Singularity in budding: a role for the evolutionarily conserved small GTPase Cdc42p

Abstract

The budding yeast Saccharomyces cerevisiae initiates polarized growth or budding once per cell cycle at a specific time of the cell cycle and at a specific location on the cell surface. Little is known about the molecular nature of the temporal and spatial regulatory mechanisms. It is also unclear what factors, if any, among the numerous proteins required to make a bud are involved in the determination of budding frequency. Here we describe a class of cdc42 mutants that produce multiple buds at random locations on the cell surface within one nuclear cycle.

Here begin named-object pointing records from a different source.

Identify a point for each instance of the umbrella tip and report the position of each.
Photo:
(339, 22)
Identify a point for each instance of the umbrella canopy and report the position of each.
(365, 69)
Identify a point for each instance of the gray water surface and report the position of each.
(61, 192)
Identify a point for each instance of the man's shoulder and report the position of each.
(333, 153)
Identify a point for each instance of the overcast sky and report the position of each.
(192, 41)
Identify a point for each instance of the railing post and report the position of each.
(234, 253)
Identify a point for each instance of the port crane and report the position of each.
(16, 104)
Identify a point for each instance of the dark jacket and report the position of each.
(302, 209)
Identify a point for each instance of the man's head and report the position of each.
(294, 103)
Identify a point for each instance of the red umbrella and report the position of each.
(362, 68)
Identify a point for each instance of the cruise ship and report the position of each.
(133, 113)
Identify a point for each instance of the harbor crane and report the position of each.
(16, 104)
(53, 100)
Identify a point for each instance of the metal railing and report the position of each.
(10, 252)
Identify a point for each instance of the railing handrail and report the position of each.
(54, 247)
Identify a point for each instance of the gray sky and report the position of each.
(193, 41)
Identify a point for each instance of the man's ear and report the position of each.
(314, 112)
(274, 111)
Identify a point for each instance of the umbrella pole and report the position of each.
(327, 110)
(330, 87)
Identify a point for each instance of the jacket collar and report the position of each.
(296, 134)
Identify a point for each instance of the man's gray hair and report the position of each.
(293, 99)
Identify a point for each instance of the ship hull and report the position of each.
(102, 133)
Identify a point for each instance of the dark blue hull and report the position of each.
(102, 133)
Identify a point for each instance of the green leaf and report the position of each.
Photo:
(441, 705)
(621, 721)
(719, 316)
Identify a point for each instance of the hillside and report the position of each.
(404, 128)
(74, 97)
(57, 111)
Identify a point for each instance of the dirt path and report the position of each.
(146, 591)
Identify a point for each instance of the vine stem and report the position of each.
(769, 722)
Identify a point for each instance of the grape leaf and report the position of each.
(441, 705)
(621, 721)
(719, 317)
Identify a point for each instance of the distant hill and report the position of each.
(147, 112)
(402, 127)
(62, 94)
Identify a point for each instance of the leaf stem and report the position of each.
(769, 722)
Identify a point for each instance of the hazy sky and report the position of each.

The critical mutation responsible for this phenotype affects amino acid residue 60, which is located in a domain required for GTP binding and hydrolysis. This mutation bypasses the requirement for the essential guanine-nucleotide-exchange factor Cdc24p, suggesting that the alteration at residue 60 makes Cdc42p hyperactive, which was confirmed biochemically. This result also suggests that the only essential function of Cdc24p is to activate Cdc42p. Together, these data suggest that the temporal and spatial regulation of polarized growth converges at the level of Cdc42p and that the activity of Cdc42p determines the budding frequency.

Fig 1.

cdc42-22 cells produce multiple buds during one mass-doubling time. (A) Cells of YEF1963 (cdc42-22) carrying pRS316-CDC3-GFP were grown on a SC-Ura plate at 24°C for 16 h and then observed by DIC and fluorescence microscopy. (B) Time-lapse analysis of the budding process of YEF473A (WT) and YEF1963. All images in the same panel are at the same magnification.

Fig 2.

cdc42-22 cells produce multiple simultaneously growing buds within one nuclear cycle. (A) Cells of JPC40 (cdc42-22, TUB1:GFP) were fixed with ice-cold 70% ethanol and stained for F-actin and DNA. Microtubules were visualized with a GFP-tagged α-tubulin. (B) Cells of YEF1963 (cdc42-22) were pulse-labeled with FITC-Con A for 10 min and then released into fresh medium for 60 min to monitor the deposition of new cell wall materials (dark zones on the cell surface). (C) Cells of YEF1963 and YEF473A (WT) carrying pSM217-GIC2-GFP were fixed with ice-cold 70% ethanol and stained for DNA.

Fig 3.

cdc42-22 cells bud randomly. Cells of YEF473A (WT) and YEF1963 (cdc42-22) were stained for bud scars with Calcofluor.

Fig 4.

A single amino acid change in a GTP-binding and hydrolysis domain is responsible for the hyperactivity of cdc42-22 allele. (A) Cell lysates from YEF473A (WT), JPC250 [WT+CDC42 (OE)], YEF1963 (cdc42-22), and other cdc42Δ strains carrying different alleles of CDC42 (strains JPC152–156) were probed with antibodies against Cdc42p and, as a control, the mitochondrial outer membrane protein Isp42p. (B) Cell lysates from YEF473A (WT), YEF1963 (cdc42-22), and JPC241 (cdc42^G60D) were assayed for the active portion of Cdc42p by GST-PBD pull downs.

Fig 5.

A single change of Cdc42p at glycine 60 allows the bypass of its GEF, Cdc24p. (A) Temperature-sensitive growth of cdc24Δ strains carrying a hyperactive cdc42 allele. Strains YEF473A (WT), YEF1963 (cdc42-22), JPC160 (cdc24Δ, pRS314-CDC42-22), and JPC162 (cdc24Δ, pRS314-CDC42-G60A) were streaked onto YPD plates and incubated for 2–4 days at 24°C and 37°C, respectively. (B) Western-blot analysis of cell lysates from YEF473A (WT), YEF1963 (cdc42-22), JCY403 [WT+CDC24 (OE)], and other cdc24Δ strains carrying different alleles of CDC42 (strains JPC160–164).

Fig 6.

A model for the role of Cdc42p in budding. (A) In WT cells, Cdc42p is subjected to temporal (CDK/cyclins) and spatial (bud-site selection) controls. The activity of Cdc42p is adequate for a single round of budding. (B) In cdc42^G60X cells, hyperactive Cdc42p overrides the temporal and spatial controls, and the activity of Cdc42p is sufficient for multiple rounds of budding in a single cell cycle time. The Cdc42p GTPase module includes Cdc42p itself and its immediate regulators such as GEF and GAPs.